Espagne : la régularisation exceptionnelle des sans-papiers exclut les Sahraouis se déclarant apatrides

Bouchaib El Bazi

Le gouvernement espagnol a adopté cette semaine un nouveau décret de régularisation exceptionnelle destiné à offrir une voie légale à plusieurs centaines de milliers de migrants en situation irrégulière. Présentée comme une mesure sociale d’ampleur, cette initiative laisse toutefois en marge une catégorie sensible : les Sahraouis installés en Espagne qui se déclarent sans nationalité et refusent de reconnaître leur citoyenneté marocaine.

Selon plusieurs médias espagnols, le texte validé mardi en Conseil des ministres ne couvre pas les personnes juridiquement considérées comme apatrides. Une qualification qui concerne une partie des ressortissants originaires des provinces du Sud du Maroc, notamment ceux proches du discours séparatiste du Polisario. Leur exclusion les prive donc de l’accès à cette procédure collective de régularisation.

D’après les mêmes sources, les premières versions du décret prévoyaient pourtant l’intégration de cette catégorie parmi les bénéficiaires potentiels. Mais dans sa version définitive, la disposition a disparu, à la suite d’un avis du Conseil d’État espagnol. L’institution aurait estimé que le statut d’apatride relève d’un régime juridique distinct de celui applicable aux demandeurs d’asile ou aux migrants en situation irrégulière concernés par la mesure générale.

Le gouvernement de Pedro Sánchez défend ainsi une lecture strictement administrative du dossier. Madrid considère que les personnes sans nationalité disposent déjà d’un cadre spécifique leur permettant de solliciter une reconnaissance légale individualisée, avec des garanties procédurales propres, distinctes de celles offertes par une régularisation massive.

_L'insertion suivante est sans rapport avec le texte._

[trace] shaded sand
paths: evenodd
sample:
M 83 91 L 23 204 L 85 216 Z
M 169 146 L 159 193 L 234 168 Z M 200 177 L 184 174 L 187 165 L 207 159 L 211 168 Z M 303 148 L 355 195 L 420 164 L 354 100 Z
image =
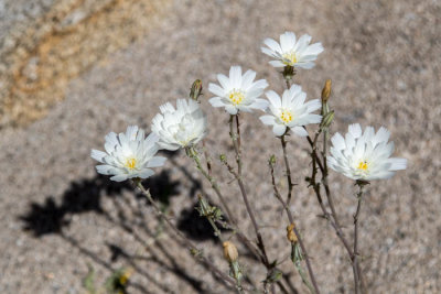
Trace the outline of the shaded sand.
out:
M 396 155 L 409 160 L 407 171 L 367 188 L 361 251 L 369 293 L 440 293 L 440 14 L 437 1 L 172 2 L 142 37 L 126 40 L 123 50 L 96 58 L 105 63 L 90 66 L 86 62 L 71 83 L 77 74 L 65 74 L 61 79 L 68 85 L 65 99 L 47 116 L 28 128 L 0 131 L 0 291 L 83 293 L 80 281 L 90 264 L 97 271 L 97 283 L 114 269 L 133 268 L 129 293 L 226 293 L 175 244 L 173 235 L 159 233 L 161 226 L 152 209 L 130 186 L 111 184 L 95 174 L 89 151 L 100 148 L 110 130 L 123 131 L 131 123 L 149 128 L 161 104 L 186 96 L 195 78 L 203 78 L 207 87 L 216 73 L 226 73 L 233 64 L 257 70 L 259 78 L 267 78 L 271 89 L 280 92 L 283 83 L 259 48 L 265 37 L 292 30 L 308 32 L 325 47 L 318 66 L 299 72 L 295 81 L 309 98 L 316 98 L 324 80 L 333 79 L 331 101 L 336 115 L 332 131 L 345 131 L 353 122 L 386 126 Z M 103 33 L 118 30 L 108 26 Z M 88 43 L 89 39 L 80 36 Z M 101 39 L 90 36 L 90 47 L 94 40 Z M 105 40 L 120 47 L 110 36 Z M 72 43 L 69 37 L 61 39 L 51 46 L 60 53 L 61 44 Z M 87 52 L 99 55 L 100 50 Z M 56 67 L 56 59 L 63 58 L 61 53 L 54 56 L 58 56 Z M 65 64 L 61 62 L 61 68 L 74 70 Z M 44 68 L 52 70 L 52 66 Z M 64 88 L 47 89 L 52 87 Z M 203 108 L 211 124 L 209 152 L 214 157 L 229 152 L 227 116 L 206 101 Z M 243 122 L 244 170 L 247 187 L 255 192 L 250 197 L 263 237 L 275 244 L 270 258 L 282 261 L 289 254 L 287 220 L 273 199 L 267 167 L 270 154 L 281 159 L 281 151 L 257 117 L 245 115 Z M 309 173 L 306 148 L 304 140 L 290 138 L 293 179 L 299 183 L 292 202 L 298 227 L 323 293 L 353 293 L 347 257 L 332 229 L 318 217 L 319 206 L 303 181 Z M 243 219 L 240 227 L 254 236 L 235 183 L 216 161 L 214 170 L 220 174 L 222 189 L 235 215 Z M 277 174 L 280 187 L 286 188 L 280 164 Z M 351 233 L 355 187 L 335 173 L 331 179 L 341 221 Z M 173 221 L 227 271 L 220 244 L 213 241 L 193 209 L 197 193 L 215 199 L 214 194 L 184 154 L 174 154 L 147 185 L 168 199 Z M 249 276 L 256 283 L 262 281 L 265 271 L 244 248 L 239 253 Z M 290 273 L 298 293 L 308 293 L 289 262 L 281 268 Z

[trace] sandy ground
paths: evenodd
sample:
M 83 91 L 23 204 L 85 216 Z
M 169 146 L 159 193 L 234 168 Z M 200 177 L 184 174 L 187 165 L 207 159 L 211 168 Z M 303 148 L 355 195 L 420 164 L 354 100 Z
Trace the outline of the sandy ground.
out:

Cet argument n’a cependant pas convaincu plusieurs associations proches des thèses du Polisario, qui dénoncent une décision discriminatoire. Elles estiment que ces résidents se retrouvent enfermés dans une impasse juridique durable, sans accès normalisé à l’emploi, au logement ou à une pleine intégration sociale, malgré parfois de longues années de présence sur le territoire espagnol.

Le média espagnol The Objective rapporte par ailleurs que le Front Polisario a vivement critiqué la décision, jugeant qu’elle perpétue une situation d’insécurité légale pour les Sahraouis qui lui sont favorables. L’organisation estime que cette exclusion limite leur insertion économique et leur participation à la vie active en Espagne.

Certaines structures militantes n’excluent désormais pas un recours devant la justice pour contester le décret. Elles soutiennent qu’écarter une catégorie précise d’un dispositif général pourrait soulever des interrogations sur le plan du principe d’égalité de traitement. À gauche de l’échiquier politique espagnol, quelques voix favorables au Polisario évoquent déjà un choix influencé par le contexte diplomatique entre Madrid et Rabat.

Depuis le revirement opéré en 2022 par l’Espagne en faveur de l’initiative marocaine d’autonomie comme base « la plus sérieuse, réaliste et crédible » pour résoudre le différend autour du Sahara, la politique espagnole à l’égard de ce dossier a nettement évolué. Plusieurs décisions administratives traduisent désormais une approche davantage alignée sur la reconnaissance du caractère marocain des populations originaires de cette région.

Pour les observateurs, cette nouvelle séquence illustre surtout la fin progressive des ambiguïtés espagnoles sur la question saharienne. Derrière un débat technique sur la régularisation migratoire, c’est bien la reconfiguration politique du dossier du Sahara qui continue de produire ses effets jusque dans les textes administratifs.